Ainda não temos para onde ir
Meu pai, um homem de pouco letramento, mas cheio de sabedoria, dizia sempre que a vaidade estraga qualquer pessoa. Um sentimento avassalador, um veneno para alma e para a convivência com os seus iguais . Segundo ele, reconhecer que, por mais saberes que tenhamos, é preciso ter consciência de que há muito a aprender e reconhecer como aprendiz da vida.
Hoje, assistindo ao noticiário, ouvi de Fernanda Torres um depoimento sincero, que mostra sororidade e desapego à materialidade da vida. Ela falou, com um olhar brilhante e com desapego, que o Oscar deveria ser dado à Demi Moore, protagonista do filme “A Substância”, pela sua idade e por ser a primeira vez que a atriz está na disputa pelo maior prêmio do cinema mundial, em 40 anos de atuação.
Fernanda está entre as mais cotadas ao Oscar, com uma torcida de milhões de brasileiros e de fãs conquistados em outros países. Ainda Estou Aqui foi agraciado com mais de 40 prêmios, em seu périplo pelo mundo. Fernanda Torres recebeu o Globo de Ouro, um feito inédito — a primeira a conquistar a honraria. O Brasil, porém, tem magníficas atrizes, a começar por Fernanda Montenegro, mãe de Torres, que foi indicada ao Oscar pela sua atuação em Central do Brasil, também dirigido por Walter Salles, hoje consagrado diretor brasileiro, que mais uma vez disputa a estatueta de melhor filme estrangeiro.
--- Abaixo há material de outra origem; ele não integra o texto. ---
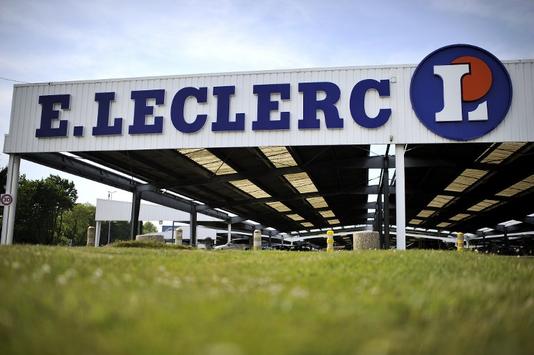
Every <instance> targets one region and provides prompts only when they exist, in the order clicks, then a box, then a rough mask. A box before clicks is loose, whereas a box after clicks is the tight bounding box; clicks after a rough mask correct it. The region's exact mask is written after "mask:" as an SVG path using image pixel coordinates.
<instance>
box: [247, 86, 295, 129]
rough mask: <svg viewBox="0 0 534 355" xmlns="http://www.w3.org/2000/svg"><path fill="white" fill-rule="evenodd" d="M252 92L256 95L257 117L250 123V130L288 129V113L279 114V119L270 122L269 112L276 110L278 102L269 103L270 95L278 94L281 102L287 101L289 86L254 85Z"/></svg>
mask: <svg viewBox="0 0 534 355" xmlns="http://www.w3.org/2000/svg"><path fill="white" fill-rule="evenodd" d="M253 90H254V93H255V94H256V95H258V117H257V119H256V121H254V122H252V129H253V130H255V131H259V130H271V129H289V112H280V119H279V120H275V121H271V111H277V110H278V101H271V94H273V93H279V94H280V98H281V99H282V100H289V91H290V85H289V84H266V85H254V89H253Z"/></svg>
Fernanda Torres deseja mesmo que o Oscar seja dado Ainda Estou Aqui na categoria de melhor filme estrangeiro. Seria um prêmio para o elenco, ao diretor Walter Salles, à família de Rubens Paiva — deputado torturado e morto pelos algozes da ditadura militar —, à mulher Eunice Paiva, por ela interpretada. Alcançaria ainda o escritor Marcelo Rubens Paiva, autor do livro que dá nome à obra cinematográfica, apreciada por mais de 4 milhões de brasileiros.
Com Oscar, ou não, Fernanda Torres é uma atriz consagrada, tanto quanto sua mãe e várias outras intérpretes de teatro e cinema que mostram a riqueza cultural do Brasil. Não há dúvida que Ainda Estou Aqui voltou todos os holofotes sobre ela, cujo talento sempre foi indiscutível. E não poderia ser diferente sendo filha de Fernanda Montenegro e do saudoso Fernando Torres. Mas a Nanda tem virtudes e jeitos singulares e revela-se uma pessoa plena de sensibilidade e humanismo, desprovida da vaidade preponte.
Conquistar o Oscar seria mais uma consagração do seu talento, da sua arte de encenar e de se transformar em personagens que povoam esse mundão, carente de empatia, solidariedade, igualdade e, sobretudo, de paz entre homens e mulheres de todas as raças e cores, lembrando sempre que Ainda Estamos Aqui e não temos para onde ir.